Como a teologia da libertação viu a destruição de nossa Terra, nossa casa maior? Não é resposta fácil, pois estávamos imersos nas ditaduras militares, na miséria e nas muitas injustiças vividas pelo povo da América Latina. Por isso não se trata de um julgamento, mas de uma tensão significativa entre a adesão teológica a uma tradição patriarcal e um convite para repensar a herança cristã em moldes mais amplos e inclusivos do mundo natural.
Alguns teólogos da libertação como Leonardo Boff e Frei Betto, mais recentemente se abriram para a ciência ecológica e a astrofísica como mediações para a teologia da libertação (BOFF, 2015). Entretanto, essa abertura não significou uma mudança radical de paradigmas e estruturas do pensamento teológico tradicional. Com isso, estou afirmando que há uma percepção mais ou menos clara de que cada vez que nos abrimos para uma problemática nova na teologia cristã, especialmente a católica romana, podemos apenas incluí-la na grande lista de problemas humanos, mas não admitimos a revisão e reformulação da dogmática teológica. Agimos como se ela fosse um depósito elástico no qual os novos problemas se incluem, porém não modificamos a textura e a forma do recipiente. O grande desafio é modificar a forma do recipiente, pois ele acaba dando a todas as novidades e desafios a forma antiga, como se ela fosse imutável e imortal. Sem dúvida há o risco da dissolução do depósito, mas o risco maior é o da explosão do planeta, da extinção de muitas espécies inclusive a humana, caso as ideologias religiosas, suas posses, palácios, poderes e privilégios, não mudem sua forma verticalista de ver o mundo. Nessa linha, podemos dizer que alguns teólogos e teólogas ensaiaram a mudança do “depósito elástico”, porém chegaram a ser severamente criticados por seus pares visto que pareciam desviar a causa da libertação social para um paradigma considerado distante da injusta realidade cotidiana. Não se percebeu a necessidade de outra história quando a velha história da criação já não era mais significativa e performativa. O velho mito, de fato, formou por muitos séculos nossas emoções e convicções em relação às origens e à conservação do mundo. Através dele tínhamos certa ordem nas perguntas e respostas sobre nossas origens, muito embora nossos sofrimentos continuassem os mesmos na sua diversidade.

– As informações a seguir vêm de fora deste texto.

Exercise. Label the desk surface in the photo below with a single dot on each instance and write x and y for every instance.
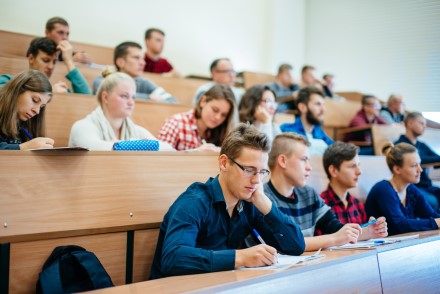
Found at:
(361, 265)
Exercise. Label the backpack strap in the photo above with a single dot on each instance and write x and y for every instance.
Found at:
(51, 276)
(96, 272)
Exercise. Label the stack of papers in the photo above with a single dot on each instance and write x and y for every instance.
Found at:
(285, 261)
(375, 242)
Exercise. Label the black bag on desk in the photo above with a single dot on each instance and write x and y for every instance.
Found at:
(72, 269)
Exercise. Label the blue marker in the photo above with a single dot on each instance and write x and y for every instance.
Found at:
(369, 223)
(258, 236)
(262, 241)
(27, 133)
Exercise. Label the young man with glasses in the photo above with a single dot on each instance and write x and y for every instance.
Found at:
(223, 73)
(310, 105)
(258, 106)
(205, 229)
(367, 115)
(290, 168)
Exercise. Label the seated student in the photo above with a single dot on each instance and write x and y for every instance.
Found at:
(309, 79)
(310, 104)
(328, 85)
(205, 229)
(290, 168)
(341, 164)
(415, 126)
(258, 106)
(42, 56)
(128, 58)
(222, 73)
(285, 88)
(209, 122)
(22, 108)
(110, 122)
(398, 199)
(367, 115)
(57, 29)
(154, 42)
(394, 112)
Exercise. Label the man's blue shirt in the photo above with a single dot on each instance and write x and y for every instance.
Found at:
(297, 127)
(197, 234)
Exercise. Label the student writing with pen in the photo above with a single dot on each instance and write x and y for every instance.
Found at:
(22, 107)
(342, 166)
(290, 168)
(205, 229)
(205, 127)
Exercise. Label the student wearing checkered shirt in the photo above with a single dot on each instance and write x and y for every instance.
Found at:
(290, 168)
(341, 164)
(205, 127)
(110, 122)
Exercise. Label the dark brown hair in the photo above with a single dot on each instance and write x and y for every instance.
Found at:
(337, 153)
(395, 153)
(244, 135)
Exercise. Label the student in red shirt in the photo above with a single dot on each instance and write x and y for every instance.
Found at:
(341, 164)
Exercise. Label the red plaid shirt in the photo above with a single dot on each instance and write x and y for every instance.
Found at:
(157, 66)
(354, 213)
(180, 131)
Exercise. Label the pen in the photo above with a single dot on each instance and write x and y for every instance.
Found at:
(369, 223)
(258, 236)
(27, 133)
(262, 241)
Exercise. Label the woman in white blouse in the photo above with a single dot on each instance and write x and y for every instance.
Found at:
(258, 106)
(110, 122)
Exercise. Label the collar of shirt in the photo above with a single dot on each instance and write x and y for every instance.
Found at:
(218, 197)
(282, 197)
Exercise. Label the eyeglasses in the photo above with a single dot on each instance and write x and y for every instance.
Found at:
(229, 71)
(270, 103)
(250, 172)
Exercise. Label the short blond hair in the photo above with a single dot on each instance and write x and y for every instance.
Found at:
(282, 144)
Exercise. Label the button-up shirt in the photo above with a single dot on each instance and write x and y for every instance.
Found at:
(197, 234)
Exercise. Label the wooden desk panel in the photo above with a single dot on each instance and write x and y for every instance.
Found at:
(411, 266)
(27, 258)
(145, 242)
(65, 109)
(64, 194)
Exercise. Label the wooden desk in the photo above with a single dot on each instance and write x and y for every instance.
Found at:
(112, 203)
(299, 279)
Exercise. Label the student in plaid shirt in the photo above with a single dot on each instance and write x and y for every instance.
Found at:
(205, 127)
(341, 164)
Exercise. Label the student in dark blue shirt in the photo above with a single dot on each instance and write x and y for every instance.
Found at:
(205, 229)
(405, 209)
(310, 104)
(415, 125)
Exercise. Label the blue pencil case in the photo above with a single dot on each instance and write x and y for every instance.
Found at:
(137, 145)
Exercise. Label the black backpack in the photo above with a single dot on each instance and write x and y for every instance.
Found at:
(72, 269)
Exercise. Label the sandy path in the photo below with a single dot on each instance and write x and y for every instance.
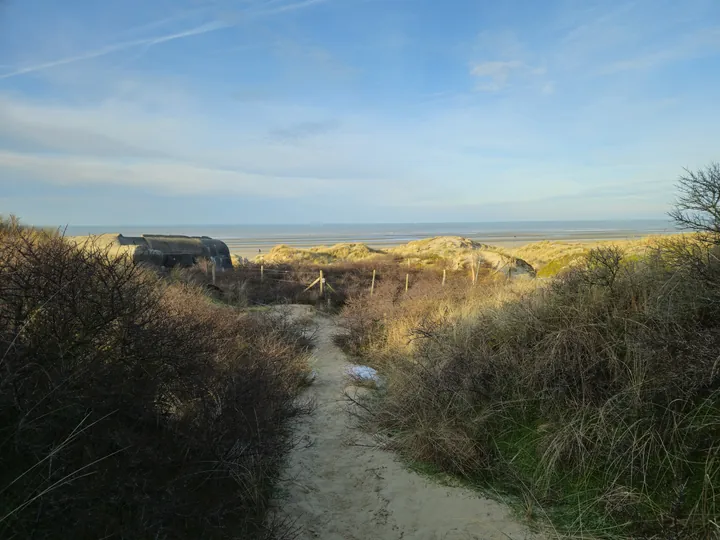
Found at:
(339, 486)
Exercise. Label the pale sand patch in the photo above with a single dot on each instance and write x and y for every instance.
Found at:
(339, 485)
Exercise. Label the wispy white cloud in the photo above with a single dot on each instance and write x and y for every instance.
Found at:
(109, 49)
(254, 9)
(494, 75)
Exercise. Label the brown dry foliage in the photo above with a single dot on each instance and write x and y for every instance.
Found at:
(597, 394)
(133, 408)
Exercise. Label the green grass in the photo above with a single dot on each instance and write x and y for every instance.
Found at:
(593, 399)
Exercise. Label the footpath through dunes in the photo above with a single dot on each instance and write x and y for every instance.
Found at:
(340, 485)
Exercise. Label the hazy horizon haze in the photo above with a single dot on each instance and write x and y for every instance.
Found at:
(353, 111)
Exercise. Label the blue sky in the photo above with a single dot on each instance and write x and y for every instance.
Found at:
(294, 111)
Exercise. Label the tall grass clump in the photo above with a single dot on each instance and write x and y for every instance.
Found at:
(595, 397)
(131, 407)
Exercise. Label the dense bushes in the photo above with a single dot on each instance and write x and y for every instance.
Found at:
(596, 397)
(132, 408)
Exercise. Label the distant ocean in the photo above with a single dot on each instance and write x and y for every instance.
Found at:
(248, 239)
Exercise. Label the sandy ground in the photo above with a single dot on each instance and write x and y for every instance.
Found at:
(339, 485)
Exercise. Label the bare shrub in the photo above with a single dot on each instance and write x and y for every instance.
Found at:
(596, 395)
(698, 205)
(131, 407)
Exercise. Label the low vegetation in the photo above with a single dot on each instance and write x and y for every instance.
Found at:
(131, 407)
(449, 252)
(593, 398)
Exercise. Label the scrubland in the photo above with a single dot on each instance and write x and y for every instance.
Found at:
(132, 406)
(591, 400)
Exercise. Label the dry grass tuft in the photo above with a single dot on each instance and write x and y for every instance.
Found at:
(131, 407)
(595, 395)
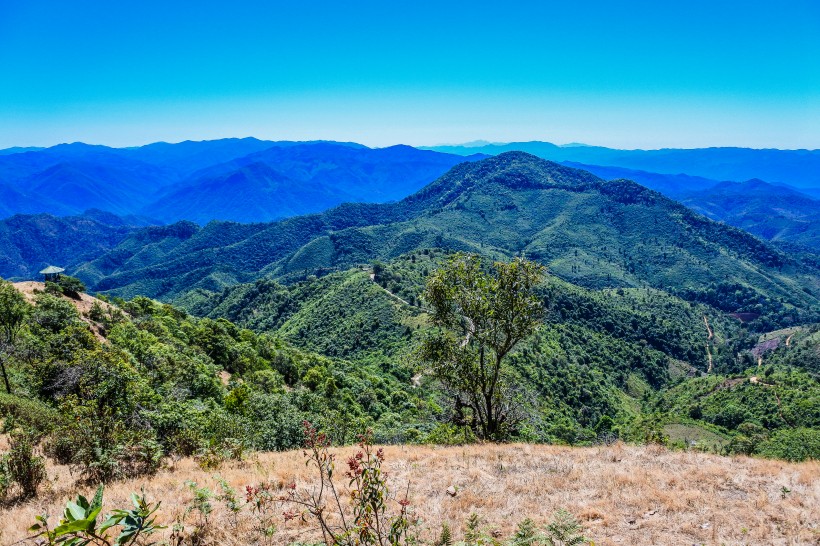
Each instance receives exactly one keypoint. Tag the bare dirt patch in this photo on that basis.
(84, 304)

Um vazio significativo tomou conta de nós, um vazio que expressava a necessidade de outra história de nossas origens, outra compreensão da inter-relação de nossos corpos, afirmando-nos como corpo da terra e o divino mistério em tudo. Mas, introduzir essas novidades significava mais uma vez destronar velhos poderes e permitir o nascimento de dúvidas e turbulentas emoções.

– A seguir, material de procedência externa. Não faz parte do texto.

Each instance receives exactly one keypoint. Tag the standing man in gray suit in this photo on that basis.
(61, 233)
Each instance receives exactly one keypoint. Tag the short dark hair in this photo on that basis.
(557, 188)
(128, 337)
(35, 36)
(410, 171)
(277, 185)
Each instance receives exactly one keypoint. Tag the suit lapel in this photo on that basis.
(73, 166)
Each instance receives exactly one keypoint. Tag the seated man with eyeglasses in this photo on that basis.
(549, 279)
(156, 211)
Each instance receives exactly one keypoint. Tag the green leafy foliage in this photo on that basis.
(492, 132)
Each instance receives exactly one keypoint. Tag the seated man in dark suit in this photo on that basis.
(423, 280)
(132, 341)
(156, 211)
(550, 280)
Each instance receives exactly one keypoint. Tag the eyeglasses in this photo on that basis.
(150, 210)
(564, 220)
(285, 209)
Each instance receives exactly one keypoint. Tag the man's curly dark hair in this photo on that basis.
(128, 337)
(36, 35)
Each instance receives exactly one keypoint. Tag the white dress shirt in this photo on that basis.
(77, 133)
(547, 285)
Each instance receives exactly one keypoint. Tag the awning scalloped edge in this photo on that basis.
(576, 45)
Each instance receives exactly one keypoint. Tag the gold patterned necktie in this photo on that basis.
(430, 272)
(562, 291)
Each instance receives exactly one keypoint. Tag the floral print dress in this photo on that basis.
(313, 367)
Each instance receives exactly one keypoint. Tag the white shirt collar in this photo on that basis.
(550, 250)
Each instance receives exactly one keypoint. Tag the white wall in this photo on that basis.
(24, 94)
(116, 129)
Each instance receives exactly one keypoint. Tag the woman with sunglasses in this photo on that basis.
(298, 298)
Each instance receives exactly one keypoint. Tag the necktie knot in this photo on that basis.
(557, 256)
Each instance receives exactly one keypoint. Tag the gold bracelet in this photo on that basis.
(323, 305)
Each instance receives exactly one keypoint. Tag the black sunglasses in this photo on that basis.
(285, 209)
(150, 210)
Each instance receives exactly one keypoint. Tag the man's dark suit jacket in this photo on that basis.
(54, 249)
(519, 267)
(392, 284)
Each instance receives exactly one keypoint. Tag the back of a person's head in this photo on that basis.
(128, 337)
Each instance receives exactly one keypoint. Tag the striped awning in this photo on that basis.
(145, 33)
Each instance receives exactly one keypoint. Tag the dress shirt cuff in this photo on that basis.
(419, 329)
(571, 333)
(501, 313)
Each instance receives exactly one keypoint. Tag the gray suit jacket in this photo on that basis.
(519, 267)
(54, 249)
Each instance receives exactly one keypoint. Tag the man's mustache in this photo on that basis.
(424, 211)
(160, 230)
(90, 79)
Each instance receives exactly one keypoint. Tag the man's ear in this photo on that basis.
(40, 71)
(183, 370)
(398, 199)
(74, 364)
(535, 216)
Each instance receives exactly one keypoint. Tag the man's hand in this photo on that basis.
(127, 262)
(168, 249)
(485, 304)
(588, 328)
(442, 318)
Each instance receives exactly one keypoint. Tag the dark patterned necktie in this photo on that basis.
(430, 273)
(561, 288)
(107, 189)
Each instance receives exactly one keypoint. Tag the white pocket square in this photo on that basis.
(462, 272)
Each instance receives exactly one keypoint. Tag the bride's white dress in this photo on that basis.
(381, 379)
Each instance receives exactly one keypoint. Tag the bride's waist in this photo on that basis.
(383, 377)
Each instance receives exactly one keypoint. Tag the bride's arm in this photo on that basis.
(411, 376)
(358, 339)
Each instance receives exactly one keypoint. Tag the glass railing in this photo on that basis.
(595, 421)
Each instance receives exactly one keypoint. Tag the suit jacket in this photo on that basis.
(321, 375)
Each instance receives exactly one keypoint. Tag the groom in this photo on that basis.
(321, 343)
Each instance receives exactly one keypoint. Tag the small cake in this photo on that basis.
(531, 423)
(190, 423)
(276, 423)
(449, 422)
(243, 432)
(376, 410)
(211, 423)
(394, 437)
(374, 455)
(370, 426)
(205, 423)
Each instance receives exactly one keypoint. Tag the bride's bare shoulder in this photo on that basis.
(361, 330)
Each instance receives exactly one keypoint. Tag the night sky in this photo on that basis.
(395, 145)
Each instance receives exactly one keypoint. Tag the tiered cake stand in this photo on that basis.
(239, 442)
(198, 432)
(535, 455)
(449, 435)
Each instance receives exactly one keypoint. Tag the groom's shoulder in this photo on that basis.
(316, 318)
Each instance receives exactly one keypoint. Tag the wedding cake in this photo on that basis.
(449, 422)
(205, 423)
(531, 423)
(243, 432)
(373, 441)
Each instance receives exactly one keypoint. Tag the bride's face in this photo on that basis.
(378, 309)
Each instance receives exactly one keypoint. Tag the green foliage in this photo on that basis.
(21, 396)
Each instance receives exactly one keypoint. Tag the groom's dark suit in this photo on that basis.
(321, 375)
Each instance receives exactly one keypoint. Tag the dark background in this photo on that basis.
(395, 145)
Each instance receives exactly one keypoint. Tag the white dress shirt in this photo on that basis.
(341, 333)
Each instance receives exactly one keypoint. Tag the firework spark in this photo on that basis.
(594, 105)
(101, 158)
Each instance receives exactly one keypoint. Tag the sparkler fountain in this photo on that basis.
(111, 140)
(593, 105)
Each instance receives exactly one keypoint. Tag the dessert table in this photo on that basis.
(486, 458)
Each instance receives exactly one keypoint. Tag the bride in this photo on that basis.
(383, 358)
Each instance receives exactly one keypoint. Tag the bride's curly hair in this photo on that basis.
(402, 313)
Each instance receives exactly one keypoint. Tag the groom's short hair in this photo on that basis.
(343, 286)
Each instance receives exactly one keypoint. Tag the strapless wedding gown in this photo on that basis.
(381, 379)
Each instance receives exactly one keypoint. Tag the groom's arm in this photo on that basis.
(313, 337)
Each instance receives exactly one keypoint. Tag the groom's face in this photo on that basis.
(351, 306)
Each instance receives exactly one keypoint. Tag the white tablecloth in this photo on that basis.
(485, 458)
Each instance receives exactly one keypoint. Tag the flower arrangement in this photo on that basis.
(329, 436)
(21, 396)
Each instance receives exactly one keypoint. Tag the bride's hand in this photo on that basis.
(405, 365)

A nova história do universo acompanhou a crítica a uma visão colonialista e patriarcal da Bíblia e da Tradição das Igrejas cristãs, assim como dos dogmas cristãos na sua formulação canônica. Não faltaram estudos nessa linha. Entretanto, a questão ecológica foi para muitos apenas um adendo, uma inclusão, uma incorporação no discurso libertário e talvez até incentivo em vista de algumas práticas sociais e ecológicas pontuais. Porém, não significou uma real mutação que sem desprezar as cosmovisões e mitos do passado, acrescentaria a elas a dimensão evolutiva do universo e de nossos conhecimentos e permitiria um tipo de leitura mais humilde de nossa Tradição - enxertada em um movimento mais amplo. Entretanto, uma contrapartida foi imediatamente sentida. O movimento na direção dos fundamentalismos religiosos restaurou com força o uso abusivo da Bíblia como palavra divina que cura e dá segurança aos fiéis. Além disso, proporcionou o desenvolvimento de moralismos e uma recusa de integrar os novos avanços da ciência física às perguntas teológicas de nossa tradição, apenas uma tradição entre outras.

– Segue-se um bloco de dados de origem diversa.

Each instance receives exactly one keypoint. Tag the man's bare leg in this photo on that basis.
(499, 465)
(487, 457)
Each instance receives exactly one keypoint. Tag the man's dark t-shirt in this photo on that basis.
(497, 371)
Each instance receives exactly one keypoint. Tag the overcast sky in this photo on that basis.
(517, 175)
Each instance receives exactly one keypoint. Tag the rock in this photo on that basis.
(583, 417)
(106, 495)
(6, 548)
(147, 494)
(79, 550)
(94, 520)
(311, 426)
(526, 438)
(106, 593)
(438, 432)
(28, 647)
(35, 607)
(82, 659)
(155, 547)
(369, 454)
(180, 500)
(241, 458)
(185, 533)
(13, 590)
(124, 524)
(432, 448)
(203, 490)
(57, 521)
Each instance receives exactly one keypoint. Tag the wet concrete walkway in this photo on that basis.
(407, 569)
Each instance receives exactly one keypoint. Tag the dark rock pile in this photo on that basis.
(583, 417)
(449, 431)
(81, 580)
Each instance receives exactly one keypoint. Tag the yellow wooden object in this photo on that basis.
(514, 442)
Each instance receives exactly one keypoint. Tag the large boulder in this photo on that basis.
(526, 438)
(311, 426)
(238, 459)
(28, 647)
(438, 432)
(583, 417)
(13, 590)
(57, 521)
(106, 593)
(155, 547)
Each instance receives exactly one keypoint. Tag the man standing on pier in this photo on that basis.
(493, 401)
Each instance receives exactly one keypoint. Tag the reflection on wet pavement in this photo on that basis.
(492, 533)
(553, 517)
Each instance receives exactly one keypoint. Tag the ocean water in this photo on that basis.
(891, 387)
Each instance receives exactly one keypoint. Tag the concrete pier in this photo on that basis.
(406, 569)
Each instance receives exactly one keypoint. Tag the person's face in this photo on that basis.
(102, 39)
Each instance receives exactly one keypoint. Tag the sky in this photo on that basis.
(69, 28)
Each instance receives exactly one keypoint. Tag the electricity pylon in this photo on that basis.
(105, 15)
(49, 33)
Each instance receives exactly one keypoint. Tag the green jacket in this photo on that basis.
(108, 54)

Creio, de fato, que os processos de mudança são lentos, também para a geração que viveu com foco na centralidade das relações entre os humanos e Deus a partir das categorias analíticas de esquerda. Nesses processos, a Bíblia e até a tradição de alguns Padres da Igreja podiam entrar, mas não havia chance para as questões ecológicas, as da astrofísica, os feminismos e a maioria das conquistas científicas. Por isso, para muitos libertários a ecologia e particularmente a ecologia profunda, que se atrelava à ciência astrofísica e à teoria da evolução, significou um desvio das grandes questões da libertação. Sem perceber, talvez, continuavam a situar o ser humano no centro do universo ou no centro da História e muitos imaginavam que ao falar do processo evolutivo da vida e da morte da vida, das florestas, rios, mares e animais, era uma espécie de romantismo sem saídas políticas reais. Temos dificuldade de conectar os conteúdos teológicos que nos ensinaram e os reproduzimos como produtores também de formas indiretas de destruição da vida. Ao apontar o dedo acusador dos outros insaciáveis de poder e de dinheiro, não percebemos que nossas teorias teológicas lhes dão sustento e indiretamente também são responsáveis pela destruição do mundo natural na medida em que permitem convergir todas as vidas do planeta para a dominação humana. Não podemos mais ignorar a interdependência nas relações sociais, nos conhecimentos e com todas as formas de vida. Ninguém é inocente dos crimes coletivos e individuais quando se trata do planeta.
Ouso afirmar que não se trata aqui primeiro de um problema religioso específico, mas de um problema de sustentação filosófica da teologia. De fato, o Cristianismo, a partir de sua estrutura antropocêntrica/androcêntrica, contribuiu para acentuar comportamentos parciais e limitativos das relações humanas com o chamado “mundo natural”. Reafirmou-se através dos mitos creacionais7 uma Terra voltada para o homem e sob o domínio do homem. Entretanto, quando aludimos à história do universo, ao chamado Big Bang, entramos numa referência mais ampla porque se trata da explosão criadora do universo, de um evento captado pela ciência, evento comum a toda nossa galáxia, ao planeta, aos seres vivos e aos seres humanos. As tradições religiosas na sua diversidade se enxertariam como momentos pontuais nessa história ampla e em contínua evolução no esforço de não reduzir o comum ao próprio e de não apropriar-se da totalidade dos sentidos. Essa acolhida da unicidade originária na diversidade de expansões poderia possibilitar formas de diálogo e respeito às diferentes reverberações da vida. Como ensina Thomas Berry, astrofísico católico, os diferentes mitos e tradições provêm de necessidades culturais e contextuais de diferentes povos. Nenhuma pode pretender a supremacia sobre as outras (BERRY, 1988).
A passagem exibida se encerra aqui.